Sonata Chinquitanas XVIII
Andante for Strings
Shine On, You Crazy Diamond [arr. Tognetti]
Birthday Piece for RRB [Australian Premiere]
Two Pieces for String Octet, Op.11
Alamein; Remember Baghdad; Oasis; Rose; Dahab; Huntington Tarab
To era niña de casa alta
Joseph Tawadros (oud) & James Tawadros (Egyptian percussion)
Australian Chamber Orchestra
Richard Tognetti (violin)
Reviewed by: William Yeoman
Reviewed: 14 February, 2006
Venue: Perth Concert Hall, Western Australia
Billed as a programme celebrating anniversaries, travels and cross-cultural exchanges, this concert was also an exploration of improvisation and chromaticism within different contexts.
The Australian Chamber Orchestra is 30 this year; to highlight the anniversary theme it performed both Robert Saxton’s birthday tribute to Richard Rodney Bennett and Two Pieces for String Octet by Shostakovich (2006 being his centenary). The travelling theme (the programme notes state that the ACO “is away from home 100 nights a year”) gave rise to an exploration of American, Sephardic, Spanish-Bolivian, Egyptian (with the help of young Australian-Egyptian musicians Joseph and James Tawadros) and 1970s’ pop music.

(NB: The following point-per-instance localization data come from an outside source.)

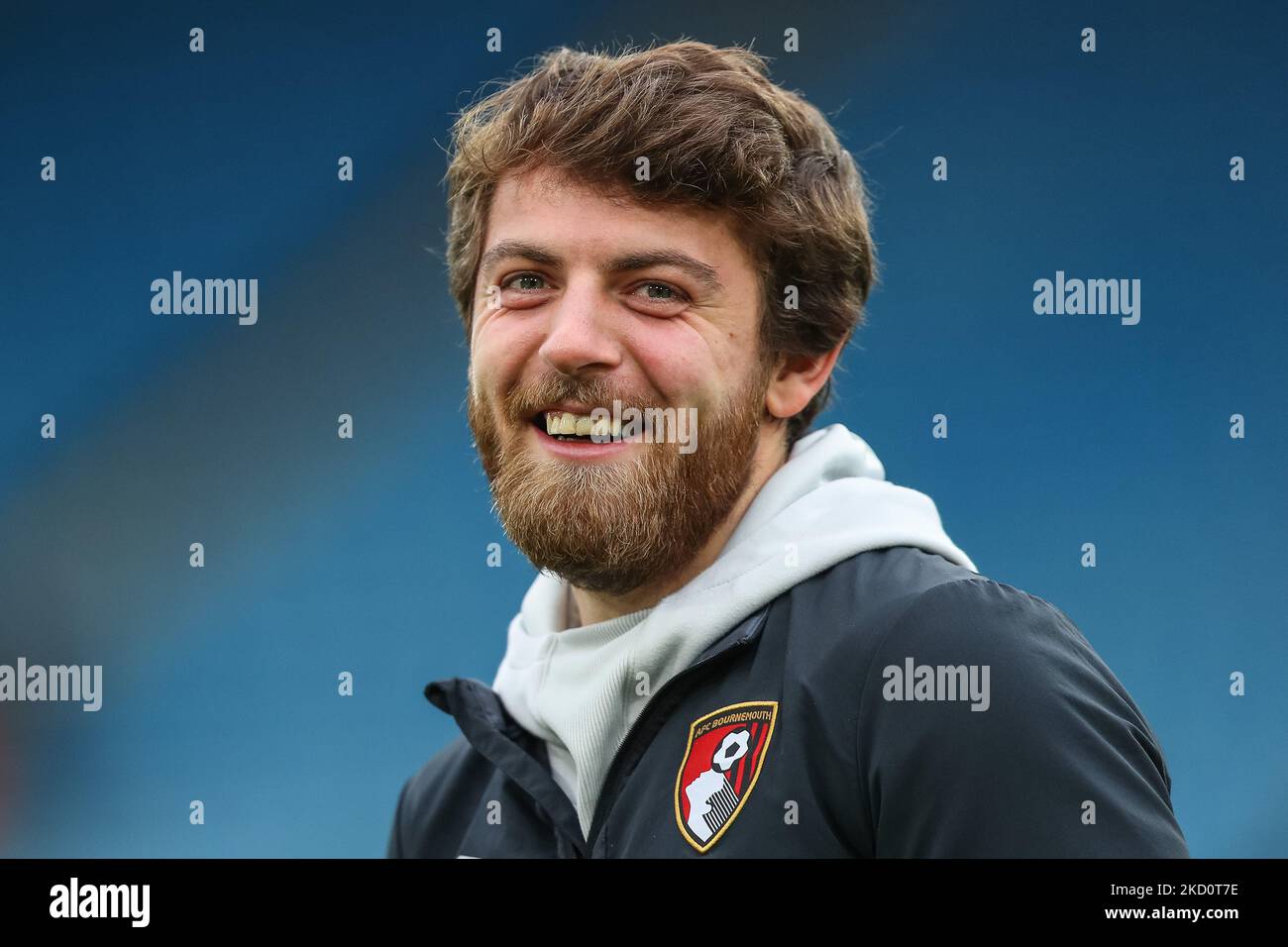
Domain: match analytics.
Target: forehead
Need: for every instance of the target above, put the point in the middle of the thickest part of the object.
(570, 217)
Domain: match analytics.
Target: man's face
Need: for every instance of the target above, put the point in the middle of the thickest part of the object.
(581, 300)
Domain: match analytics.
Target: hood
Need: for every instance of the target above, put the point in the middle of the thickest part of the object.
(581, 688)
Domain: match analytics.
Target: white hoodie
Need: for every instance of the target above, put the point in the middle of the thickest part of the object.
(580, 689)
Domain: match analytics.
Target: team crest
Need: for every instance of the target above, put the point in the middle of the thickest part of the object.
(726, 749)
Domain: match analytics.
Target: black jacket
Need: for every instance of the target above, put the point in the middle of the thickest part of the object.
(785, 738)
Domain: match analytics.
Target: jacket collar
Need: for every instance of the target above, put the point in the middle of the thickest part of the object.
(520, 755)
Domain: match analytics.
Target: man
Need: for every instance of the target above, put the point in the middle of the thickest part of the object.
(742, 641)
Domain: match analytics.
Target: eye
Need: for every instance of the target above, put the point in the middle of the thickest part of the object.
(509, 279)
(673, 294)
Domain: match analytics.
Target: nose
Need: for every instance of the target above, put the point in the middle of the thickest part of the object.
(580, 335)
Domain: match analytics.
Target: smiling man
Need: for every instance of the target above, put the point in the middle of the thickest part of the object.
(758, 646)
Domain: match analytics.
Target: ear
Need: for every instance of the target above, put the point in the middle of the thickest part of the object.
(798, 379)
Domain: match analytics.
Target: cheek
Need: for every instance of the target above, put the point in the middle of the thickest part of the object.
(678, 364)
(500, 348)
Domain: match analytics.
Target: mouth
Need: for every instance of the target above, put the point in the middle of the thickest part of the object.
(575, 427)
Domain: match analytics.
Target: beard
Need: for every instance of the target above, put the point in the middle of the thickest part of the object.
(616, 525)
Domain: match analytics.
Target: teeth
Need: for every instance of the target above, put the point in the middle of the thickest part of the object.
(565, 423)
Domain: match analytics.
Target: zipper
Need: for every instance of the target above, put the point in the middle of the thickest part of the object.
(601, 806)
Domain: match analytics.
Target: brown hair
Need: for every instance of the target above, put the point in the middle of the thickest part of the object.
(721, 137)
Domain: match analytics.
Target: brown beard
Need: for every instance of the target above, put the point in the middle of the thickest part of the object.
(614, 526)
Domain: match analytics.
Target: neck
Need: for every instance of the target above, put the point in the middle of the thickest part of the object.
(591, 607)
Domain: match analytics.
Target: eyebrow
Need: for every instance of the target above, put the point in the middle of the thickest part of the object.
(622, 263)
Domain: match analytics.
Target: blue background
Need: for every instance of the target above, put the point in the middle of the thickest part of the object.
(369, 556)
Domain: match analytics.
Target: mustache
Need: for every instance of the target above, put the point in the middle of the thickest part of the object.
(520, 403)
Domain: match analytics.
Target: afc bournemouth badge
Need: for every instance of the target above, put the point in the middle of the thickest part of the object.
(720, 766)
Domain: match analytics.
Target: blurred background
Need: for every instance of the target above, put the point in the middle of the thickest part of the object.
(370, 556)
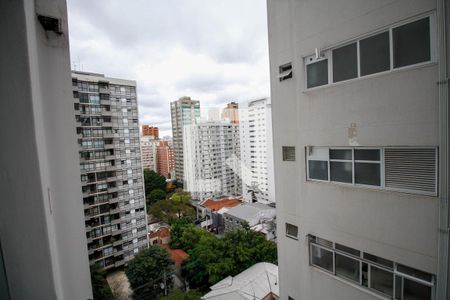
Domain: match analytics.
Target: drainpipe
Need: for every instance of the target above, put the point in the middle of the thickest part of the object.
(442, 282)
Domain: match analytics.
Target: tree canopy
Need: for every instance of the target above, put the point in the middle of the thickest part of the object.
(172, 209)
(179, 295)
(149, 271)
(100, 287)
(211, 258)
(153, 181)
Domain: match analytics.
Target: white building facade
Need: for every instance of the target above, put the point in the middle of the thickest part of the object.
(211, 152)
(255, 130)
(149, 155)
(360, 126)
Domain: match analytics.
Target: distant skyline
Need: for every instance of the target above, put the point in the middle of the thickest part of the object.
(215, 51)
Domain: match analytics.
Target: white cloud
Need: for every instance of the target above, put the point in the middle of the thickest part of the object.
(212, 50)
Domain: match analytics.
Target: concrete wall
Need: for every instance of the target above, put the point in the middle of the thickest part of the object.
(397, 108)
(41, 221)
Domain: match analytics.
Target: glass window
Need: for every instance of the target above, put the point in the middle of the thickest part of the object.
(374, 54)
(345, 154)
(291, 230)
(341, 171)
(378, 260)
(321, 258)
(317, 73)
(381, 280)
(347, 267)
(411, 43)
(345, 63)
(413, 290)
(318, 169)
(367, 173)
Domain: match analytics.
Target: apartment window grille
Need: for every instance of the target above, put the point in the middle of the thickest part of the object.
(291, 231)
(398, 46)
(402, 169)
(288, 153)
(285, 72)
(369, 271)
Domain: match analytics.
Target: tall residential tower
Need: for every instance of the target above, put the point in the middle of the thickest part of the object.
(111, 171)
(360, 126)
(184, 112)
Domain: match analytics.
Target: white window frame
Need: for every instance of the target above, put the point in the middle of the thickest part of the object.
(327, 53)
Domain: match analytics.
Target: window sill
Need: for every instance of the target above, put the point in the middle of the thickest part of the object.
(374, 188)
(366, 77)
(361, 288)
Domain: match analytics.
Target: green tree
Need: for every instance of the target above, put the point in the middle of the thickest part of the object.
(100, 287)
(179, 295)
(153, 181)
(172, 209)
(212, 259)
(156, 195)
(148, 271)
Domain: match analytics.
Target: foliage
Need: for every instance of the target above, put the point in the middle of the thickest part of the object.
(213, 259)
(100, 287)
(156, 195)
(185, 235)
(179, 295)
(172, 209)
(148, 271)
(153, 181)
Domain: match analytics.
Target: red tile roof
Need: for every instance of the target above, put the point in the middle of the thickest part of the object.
(162, 232)
(177, 255)
(216, 205)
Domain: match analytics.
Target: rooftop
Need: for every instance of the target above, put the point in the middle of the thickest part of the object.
(216, 205)
(257, 282)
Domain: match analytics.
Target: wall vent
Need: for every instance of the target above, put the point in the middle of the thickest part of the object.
(411, 169)
(288, 153)
(285, 71)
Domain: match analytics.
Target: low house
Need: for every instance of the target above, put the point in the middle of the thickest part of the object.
(260, 281)
(259, 217)
(210, 212)
(159, 233)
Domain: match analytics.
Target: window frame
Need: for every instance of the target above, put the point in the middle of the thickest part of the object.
(327, 52)
(361, 260)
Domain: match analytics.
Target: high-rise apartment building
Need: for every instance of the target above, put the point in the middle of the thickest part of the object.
(148, 130)
(184, 111)
(149, 152)
(165, 162)
(256, 144)
(360, 128)
(111, 171)
(231, 112)
(211, 150)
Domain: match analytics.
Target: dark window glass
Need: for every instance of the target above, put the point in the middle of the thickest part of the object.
(341, 171)
(413, 290)
(347, 267)
(367, 173)
(317, 73)
(341, 154)
(415, 273)
(291, 230)
(347, 249)
(374, 54)
(322, 258)
(318, 169)
(411, 43)
(381, 280)
(345, 63)
(367, 154)
(378, 260)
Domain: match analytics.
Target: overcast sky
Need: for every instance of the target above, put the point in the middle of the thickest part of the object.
(214, 51)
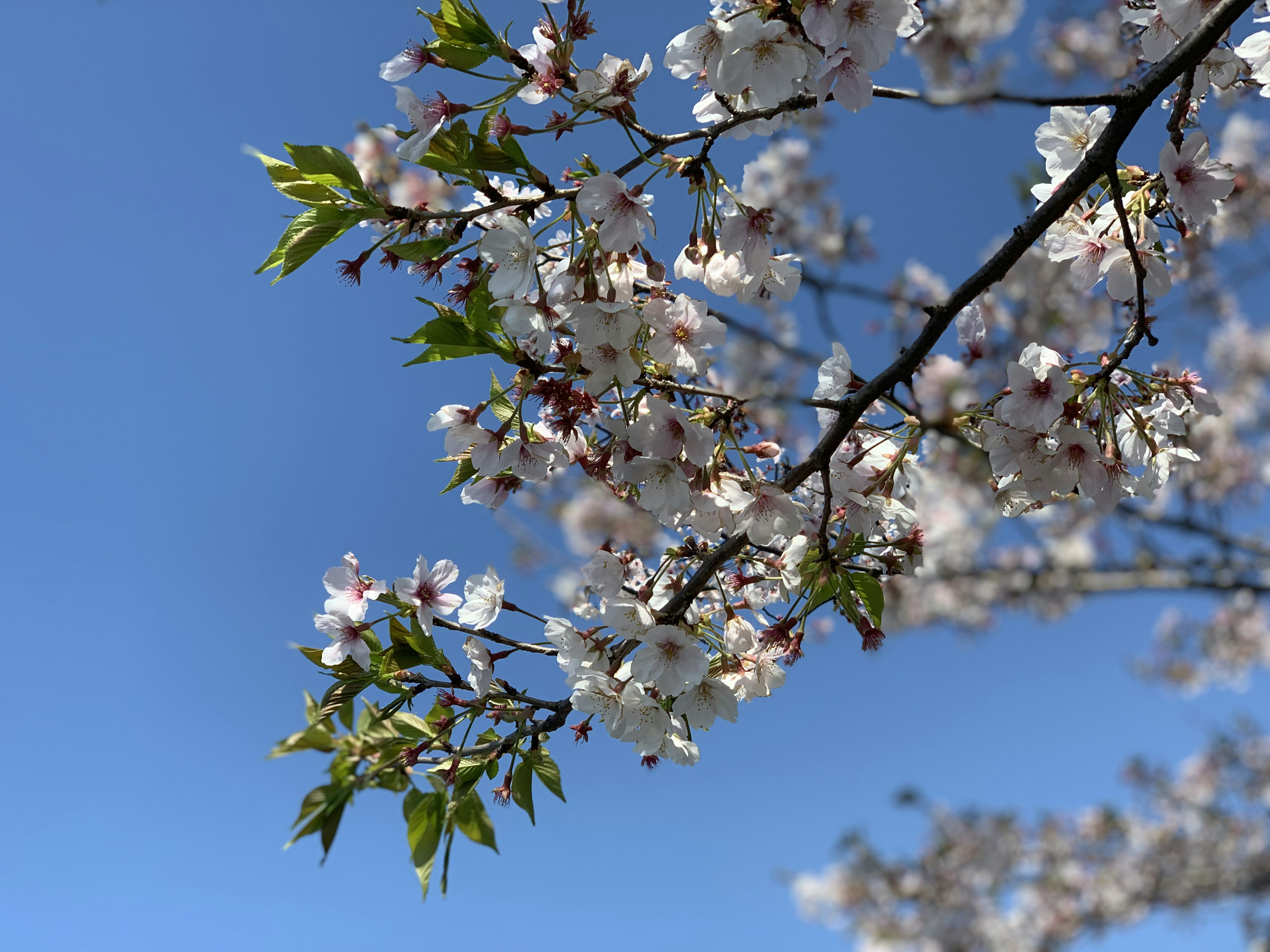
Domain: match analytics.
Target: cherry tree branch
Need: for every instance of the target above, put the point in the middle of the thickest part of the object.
(1132, 104)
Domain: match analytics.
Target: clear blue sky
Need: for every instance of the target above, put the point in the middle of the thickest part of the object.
(187, 450)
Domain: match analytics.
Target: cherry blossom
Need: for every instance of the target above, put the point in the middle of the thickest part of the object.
(1196, 182)
(426, 591)
(349, 591)
(1069, 135)
(670, 658)
(623, 213)
(483, 600)
(510, 247)
(761, 58)
(482, 669)
(426, 119)
(346, 640)
(683, 329)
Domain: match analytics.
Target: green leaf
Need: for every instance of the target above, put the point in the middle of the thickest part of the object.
(302, 222)
(325, 166)
(503, 408)
(420, 251)
(342, 692)
(463, 473)
(547, 770)
(523, 789)
(870, 593)
(409, 725)
(461, 58)
(314, 239)
(425, 823)
(422, 643)
(473, 822)
(314, 738)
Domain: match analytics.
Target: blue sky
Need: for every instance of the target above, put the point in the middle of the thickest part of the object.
(190, 449)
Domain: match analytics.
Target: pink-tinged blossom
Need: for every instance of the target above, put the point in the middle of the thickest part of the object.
(762, 58)
(1184, 16)
(426, 591)
(1037, 398)
(1078, 462)
(1069, 135)
(971, 329)
(413, 59)
(483, 600)
(545, 82)
(426, 119)
(746, 233)
(771, 513)
(740, 636)
(623, 213)
(666, 432)
(1159, 39)
(1123, 277)
(1256, 51)
(697, 50)
(489, 493)
(628, 617)
(510, 247)
(703, 704)
(349, 591)
(850, 82)
(605, 574)
(605, 323)
(532, 461)
(870, 28)
(1196, 182)
(1085, 249)
(481, 673)
(613, 83)
(833, 376)
(780, 280)
(663, 488)
(670, 659)
(683, 329)
(346, 640)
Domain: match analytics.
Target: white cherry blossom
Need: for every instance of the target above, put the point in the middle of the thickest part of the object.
(483, 600)
(683, 329)
(349, 591)
(346, 640)
(670, 658)
(426, 591)
(623, 213)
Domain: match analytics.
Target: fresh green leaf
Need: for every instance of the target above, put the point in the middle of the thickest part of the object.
(425, 824)
(473, 822)
(547, 770)
(523, 789)
(870, 593)
(325, 166)
(420, 251)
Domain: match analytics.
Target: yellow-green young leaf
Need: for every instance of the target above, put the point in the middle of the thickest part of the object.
(409, 725)
(423, 832)
(310, 739)
(870, 593)
(313, 240)
(523, 789)
(422, 643)
(325, 166)
(420, 251)
(547, 770)
(463, 473)
(473, 822)
(303, 221)
(342, 692)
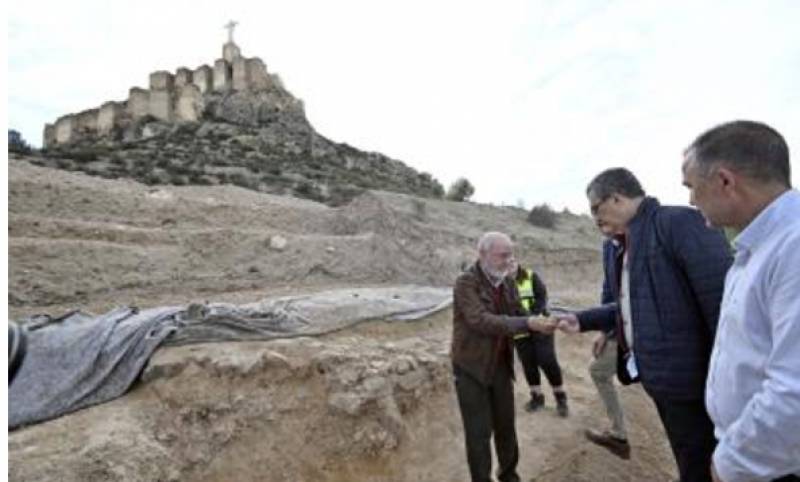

What really tied everything together, however, was an improvisatory approach (whether a free and expressive reading of the score or genuine ex-tempore invention) on every level (rhythmic, melodic, harmonic, timbral and textural) to the way in which each work played with the concept of chromaticism, either consciously or not.
The Sonata Chiquitanas, in usual baroque fashion, plays it safe with carefully prepared dissonance and appoggiaturas; Shostakovich’s use of traditional part-writing is remarkably similar, despite the different expressive ends. Ruth Crawford Seeger’s Andante for Strings inhabits the same soundworld as Schoenberg’s Verklärte Nacht and even, at times, Elgar’s Serenade for Strings, pointing towards the extremes of Saxton’s personal language. The “blue” pentatonics of “Shine On, You Crazy Diamond” and the Arabic Maqam system of modes complete the circle, with quarter- and eighth-tones legion.
Performances throughout were what we have come to expect from the ACO: a combination of superb musicianship and intelligent risk-taking. The addition of Joseph Tawadros on oud and his brother James on percussion (both, and the ACO, were amplified during these collaborations) was inspired, with the resultant textures and free exchanges going far beyond “world fusion” – those used to pre-baroque music and its often Moorish flavour (Jordi Savall’s realisations are a good example in this respect) will perhaps get some idea of the effect.